Twitter states that it has “6 issued U.S. patents and approximately 80 patent applications on file in the United States and abroad.” Being a geek, I wanted to check out the Twitter portfolio and, as of October 5, 2013, the United States Patent & Trademark Office records two patents issued to the Assignee Twitter Inc. (8,448,084 and 8,401,009). To find the rest of their patents, you have to weed through acquisition records that are not publicly indexed – something that the average investor will not do (nor their advisors). And, the two that they have publicly associated with their name have already drawn the attention of other patent holders (including infringement allegations by TechRadium, Inc) along with a recent lawsuit by Cooper Notification Inc.
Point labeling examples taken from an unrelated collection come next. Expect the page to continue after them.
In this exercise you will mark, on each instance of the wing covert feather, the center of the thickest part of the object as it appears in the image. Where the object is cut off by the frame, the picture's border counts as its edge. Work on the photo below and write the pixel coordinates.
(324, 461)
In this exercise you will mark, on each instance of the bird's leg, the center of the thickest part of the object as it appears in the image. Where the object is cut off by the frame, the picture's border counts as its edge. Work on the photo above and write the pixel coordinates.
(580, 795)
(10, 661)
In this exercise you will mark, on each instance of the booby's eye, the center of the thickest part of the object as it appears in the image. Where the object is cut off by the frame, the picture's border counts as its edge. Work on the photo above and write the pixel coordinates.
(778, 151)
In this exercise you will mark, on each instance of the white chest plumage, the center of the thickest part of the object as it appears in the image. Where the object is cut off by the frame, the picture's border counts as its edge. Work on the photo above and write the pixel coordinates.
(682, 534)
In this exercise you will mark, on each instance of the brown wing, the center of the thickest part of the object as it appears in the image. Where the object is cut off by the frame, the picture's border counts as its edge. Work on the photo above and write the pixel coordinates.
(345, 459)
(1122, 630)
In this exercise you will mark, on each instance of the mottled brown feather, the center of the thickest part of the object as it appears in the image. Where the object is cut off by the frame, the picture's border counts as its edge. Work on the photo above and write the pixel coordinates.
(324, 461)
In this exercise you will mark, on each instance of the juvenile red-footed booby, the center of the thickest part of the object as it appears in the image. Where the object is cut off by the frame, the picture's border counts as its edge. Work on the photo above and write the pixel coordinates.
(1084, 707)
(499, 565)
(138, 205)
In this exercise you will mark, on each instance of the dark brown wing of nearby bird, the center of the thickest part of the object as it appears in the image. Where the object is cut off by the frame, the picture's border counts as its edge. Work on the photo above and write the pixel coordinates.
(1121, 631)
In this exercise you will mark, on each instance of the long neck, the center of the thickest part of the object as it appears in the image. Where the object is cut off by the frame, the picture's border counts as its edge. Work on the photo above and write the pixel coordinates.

Adding sales, promotion, video, or news feed as push features – all contemplated in the S-1, will vastly increase the size of the bulls-eye on Twitter’s little blue tail.
Now Page Mill Road legal sensation Wilson Sonsini Goodrich & Rosati, P.C. has certainly done their customary diligence on the proprietary rights of Twitter, its current, and proposed future business. But what they may have overlooked is the potential plaintiffs who could be waiting in the wings with rights that a profitable Twitter could experience coming back to pluck their feathers – patent holding firms like Microsoft, IBM, Intel, Research in Motion, Nokia, Cisco and others. During Twitter’s money-losing launch and ascent, 1,812 patents have been issued to third parties including over 580 that include direct reference to the platform. Goldman, Sachs & Co, the lead underwriter for the IPO (along with BofA Merrill Lynch, Allen & Company, J.P. Morgan, Deutsche Bank, Morgan Stanley, and CODE Advisors) have no underwriting standard that includes an independent review of S-1 filing’s statements about the proprietary rights surrounding the businesses they promote to investors. And in a world where fighting over intellectual property is a certainty, this opacity directly harms investors. However, as the Securities and Exchange Commission turns a blind eye to this issue, they’ve got no reason to care.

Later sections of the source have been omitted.